Her smile was a sunrise. “What a splendid idea. I’m most indebted to you. And I don’t think you need mention our little chat to Mr Snaipe. It might . . . confuse him.”
“Never a word, M’Lady.”
“Thank you so much. You’re a most intelligent man, Gorman.” She hesitated, perhaps trying to make up her mind, then deciding what could she lose? “What do you make of Zurga Bey? D’you think he could be a spy?”
“Er-” O’Gilroy was taken aback. He would far rather she did not go around wondering if people were spies. “I couldn’t be saying . . . Jest who would he be spying on, M’Lady?”

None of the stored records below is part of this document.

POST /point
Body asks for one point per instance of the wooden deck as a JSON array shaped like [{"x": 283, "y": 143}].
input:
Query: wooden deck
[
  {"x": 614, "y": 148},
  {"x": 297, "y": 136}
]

“Oh, any and all of us. In Turkey you get spies everywhere. It’s their way of life, everybody wants to know what their rivals are doing. Even Europeans down on their luck do it, spying on other Europeans for the Government – and I’m sure that hasn’t changed with this Committee. So be careful who you say anything to.”
Relieved, he realised she was talking about informers, not real spies. “Thank ye, M’Lady, I’ll be remembering that . . . But about Zurga, I can tell ye one thing: he’s a soldier, an officer. Or was, not long past.”
She sat back with a delighted expression. “Ah yes – and you’d be able to tell, of course. Thank you again. Now I’d better let you get on with your work . . .”
Ranklin had just about finished the packing, but he lit a cigarette and let O’Gilroy – who would clearly rather have faced an army of brigands than the notorious Lady Kelso – do the rest and pass on the news.
When he had finished, Ranklin was looking pale. “My God, she isn’t going to do anything on her own, is she?”
“I think I talked her out of it. And was telling her Zurga’s really an officer.”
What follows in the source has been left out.